🤖 AI Summary
This work addresses the challenge of extracting improvement suggestions from unstructured customer reviews, where mixed intents often hinder accurate identification. To tackle this, the authors propose a hybrid reasoning framework that integrates supervised learning with large language models (LLMs). The approach combines a high-recall RoBERTa classifier, an instruction-tuned LLM, rule-based filtering, and clustering algorithms to enable precise extraction, classification, clustering, and summarization of suggestions. Experimental results on real-world hotel and restaurant review datasets demonstrate that the system significantly outperforms baseline methods—including prompt-only, rule-based, and single-classifier approaches—in both extraction accuracy and cluster coherence.
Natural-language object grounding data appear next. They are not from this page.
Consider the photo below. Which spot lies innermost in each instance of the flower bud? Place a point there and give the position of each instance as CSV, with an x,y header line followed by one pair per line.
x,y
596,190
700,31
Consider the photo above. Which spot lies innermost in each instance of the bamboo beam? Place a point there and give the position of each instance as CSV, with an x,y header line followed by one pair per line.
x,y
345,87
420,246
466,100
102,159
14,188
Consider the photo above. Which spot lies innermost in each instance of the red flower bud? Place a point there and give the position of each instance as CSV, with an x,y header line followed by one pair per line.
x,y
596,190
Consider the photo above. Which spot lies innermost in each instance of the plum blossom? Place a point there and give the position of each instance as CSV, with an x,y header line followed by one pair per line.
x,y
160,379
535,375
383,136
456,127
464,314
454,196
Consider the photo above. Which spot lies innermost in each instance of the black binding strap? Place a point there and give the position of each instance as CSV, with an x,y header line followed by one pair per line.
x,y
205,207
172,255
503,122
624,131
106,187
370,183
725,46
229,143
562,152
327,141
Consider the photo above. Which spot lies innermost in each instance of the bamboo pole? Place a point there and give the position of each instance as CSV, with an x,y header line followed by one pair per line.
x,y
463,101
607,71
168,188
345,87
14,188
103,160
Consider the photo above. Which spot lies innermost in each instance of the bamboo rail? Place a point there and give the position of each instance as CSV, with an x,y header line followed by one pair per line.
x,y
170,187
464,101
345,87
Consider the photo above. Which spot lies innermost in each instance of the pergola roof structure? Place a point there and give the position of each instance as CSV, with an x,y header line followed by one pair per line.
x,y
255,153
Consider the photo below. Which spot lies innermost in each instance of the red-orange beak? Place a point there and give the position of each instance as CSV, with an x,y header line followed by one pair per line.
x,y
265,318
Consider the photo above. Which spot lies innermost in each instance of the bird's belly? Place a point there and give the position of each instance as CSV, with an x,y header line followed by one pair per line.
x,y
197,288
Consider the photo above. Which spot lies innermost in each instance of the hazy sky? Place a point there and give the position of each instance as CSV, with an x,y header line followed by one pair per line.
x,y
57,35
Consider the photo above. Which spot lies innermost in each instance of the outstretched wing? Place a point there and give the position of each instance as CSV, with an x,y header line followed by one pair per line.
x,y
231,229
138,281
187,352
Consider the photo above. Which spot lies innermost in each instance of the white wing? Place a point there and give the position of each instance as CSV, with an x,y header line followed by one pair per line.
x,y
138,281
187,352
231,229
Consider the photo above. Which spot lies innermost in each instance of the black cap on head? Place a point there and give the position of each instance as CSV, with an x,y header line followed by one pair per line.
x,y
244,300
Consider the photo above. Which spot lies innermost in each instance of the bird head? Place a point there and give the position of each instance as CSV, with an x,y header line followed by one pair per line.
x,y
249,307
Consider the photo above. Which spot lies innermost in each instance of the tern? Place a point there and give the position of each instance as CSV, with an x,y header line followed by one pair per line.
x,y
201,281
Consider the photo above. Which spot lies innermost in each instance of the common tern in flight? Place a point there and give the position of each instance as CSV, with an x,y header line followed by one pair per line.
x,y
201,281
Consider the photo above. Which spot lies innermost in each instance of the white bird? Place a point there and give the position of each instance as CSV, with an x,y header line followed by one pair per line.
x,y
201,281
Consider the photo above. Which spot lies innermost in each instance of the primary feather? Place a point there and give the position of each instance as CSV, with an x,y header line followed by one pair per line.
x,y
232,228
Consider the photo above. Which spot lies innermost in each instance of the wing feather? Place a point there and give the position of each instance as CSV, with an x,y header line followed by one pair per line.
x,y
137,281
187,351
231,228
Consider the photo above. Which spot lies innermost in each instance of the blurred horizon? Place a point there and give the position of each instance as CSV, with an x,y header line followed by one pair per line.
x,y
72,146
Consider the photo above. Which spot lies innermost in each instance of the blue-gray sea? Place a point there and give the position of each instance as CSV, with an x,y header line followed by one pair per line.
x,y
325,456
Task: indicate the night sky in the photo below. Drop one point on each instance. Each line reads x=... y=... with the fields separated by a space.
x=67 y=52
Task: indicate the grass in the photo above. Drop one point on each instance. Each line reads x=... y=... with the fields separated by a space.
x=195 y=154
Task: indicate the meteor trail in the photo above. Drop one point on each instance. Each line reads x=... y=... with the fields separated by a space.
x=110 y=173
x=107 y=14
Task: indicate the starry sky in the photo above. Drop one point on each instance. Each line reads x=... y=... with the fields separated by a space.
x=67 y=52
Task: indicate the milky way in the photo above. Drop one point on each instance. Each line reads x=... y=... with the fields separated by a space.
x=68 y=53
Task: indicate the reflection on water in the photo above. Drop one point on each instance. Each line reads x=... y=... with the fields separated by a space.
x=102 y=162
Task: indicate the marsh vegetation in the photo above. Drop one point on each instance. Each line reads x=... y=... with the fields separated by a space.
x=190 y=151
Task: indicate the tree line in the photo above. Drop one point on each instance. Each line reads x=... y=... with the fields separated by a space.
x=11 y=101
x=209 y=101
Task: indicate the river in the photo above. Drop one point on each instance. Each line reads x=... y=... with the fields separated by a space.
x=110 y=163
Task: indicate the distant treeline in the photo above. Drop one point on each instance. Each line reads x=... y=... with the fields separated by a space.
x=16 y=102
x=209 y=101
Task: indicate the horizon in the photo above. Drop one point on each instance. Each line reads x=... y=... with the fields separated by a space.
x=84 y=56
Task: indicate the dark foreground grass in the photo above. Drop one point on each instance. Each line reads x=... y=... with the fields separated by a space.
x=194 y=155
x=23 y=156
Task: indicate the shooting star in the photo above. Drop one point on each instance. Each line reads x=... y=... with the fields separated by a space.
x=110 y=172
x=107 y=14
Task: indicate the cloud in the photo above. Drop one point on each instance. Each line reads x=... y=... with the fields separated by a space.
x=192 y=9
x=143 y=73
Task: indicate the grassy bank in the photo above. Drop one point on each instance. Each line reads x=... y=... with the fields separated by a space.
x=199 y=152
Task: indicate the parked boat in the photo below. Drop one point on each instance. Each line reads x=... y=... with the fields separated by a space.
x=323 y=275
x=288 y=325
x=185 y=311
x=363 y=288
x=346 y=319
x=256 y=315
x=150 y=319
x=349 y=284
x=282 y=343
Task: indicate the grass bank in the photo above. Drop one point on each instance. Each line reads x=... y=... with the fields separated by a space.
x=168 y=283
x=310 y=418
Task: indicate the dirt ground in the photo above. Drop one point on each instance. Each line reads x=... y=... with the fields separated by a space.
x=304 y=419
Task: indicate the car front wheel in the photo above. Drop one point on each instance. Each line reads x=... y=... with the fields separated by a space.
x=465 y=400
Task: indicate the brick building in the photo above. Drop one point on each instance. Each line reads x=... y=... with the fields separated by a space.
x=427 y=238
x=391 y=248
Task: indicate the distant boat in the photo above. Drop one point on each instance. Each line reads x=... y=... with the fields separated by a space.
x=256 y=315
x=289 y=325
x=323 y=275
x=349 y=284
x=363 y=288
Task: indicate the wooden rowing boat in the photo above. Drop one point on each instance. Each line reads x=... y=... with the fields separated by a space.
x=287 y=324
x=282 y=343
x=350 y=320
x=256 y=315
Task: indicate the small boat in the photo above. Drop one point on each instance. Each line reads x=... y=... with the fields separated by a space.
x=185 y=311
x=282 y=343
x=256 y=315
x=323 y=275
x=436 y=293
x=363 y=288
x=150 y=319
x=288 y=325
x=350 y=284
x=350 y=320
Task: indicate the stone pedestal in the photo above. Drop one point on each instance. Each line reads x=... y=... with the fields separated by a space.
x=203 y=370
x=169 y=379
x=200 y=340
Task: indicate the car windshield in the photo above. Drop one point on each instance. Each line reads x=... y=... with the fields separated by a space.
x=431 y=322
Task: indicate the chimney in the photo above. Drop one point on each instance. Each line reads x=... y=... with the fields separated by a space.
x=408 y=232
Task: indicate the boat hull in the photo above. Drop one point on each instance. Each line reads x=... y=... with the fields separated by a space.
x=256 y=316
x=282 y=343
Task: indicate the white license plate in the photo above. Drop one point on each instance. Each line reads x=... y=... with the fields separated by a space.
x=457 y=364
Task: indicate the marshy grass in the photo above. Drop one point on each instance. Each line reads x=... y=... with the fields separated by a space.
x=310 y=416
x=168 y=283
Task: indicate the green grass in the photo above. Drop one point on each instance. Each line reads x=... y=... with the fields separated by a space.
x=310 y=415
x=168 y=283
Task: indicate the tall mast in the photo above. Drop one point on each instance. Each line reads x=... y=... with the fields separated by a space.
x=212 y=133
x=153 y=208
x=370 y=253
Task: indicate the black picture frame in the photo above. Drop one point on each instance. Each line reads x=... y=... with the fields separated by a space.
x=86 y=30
Human evaluations further confirm that the generated outputs exhibit high clarity, faithfulness, and interpretability, effectively balancing recall and precision.
📝 Abstract
Extracting actionable suggestions from customer reviews is essential for operational decision-making, yet these directives are often embedded within mixed-intent, unstructured text. Existing approaches either classify suggestion-bearing sentences or generate high-level summaries, but rarely isolate the precise improvement instructions businesses need. We evaluate a hybrid pipeline combining a high-recall RoBERTa classifier trained with a precision-recall surrogate to reduce unrecoverable false negatives with a controlled, instruction-tuned LLM for suggestion extraction, categorization, clustering, and summarization. Across real-world hospitality and food datasets, the hybrid system outperforms prompt-only, rule-based, and classifier-only baselines in extraction accuracy and cluster coherence. Human evaluations further confirm that the resulting suggestions and summaries are clear, faithful, and interpretable. Overall, our results show that hybrid reasoning architectures achieve meaningful improvements fine-grained actionable suggestion mining while highlighting challenges in domain adaptation and efficient local deployment.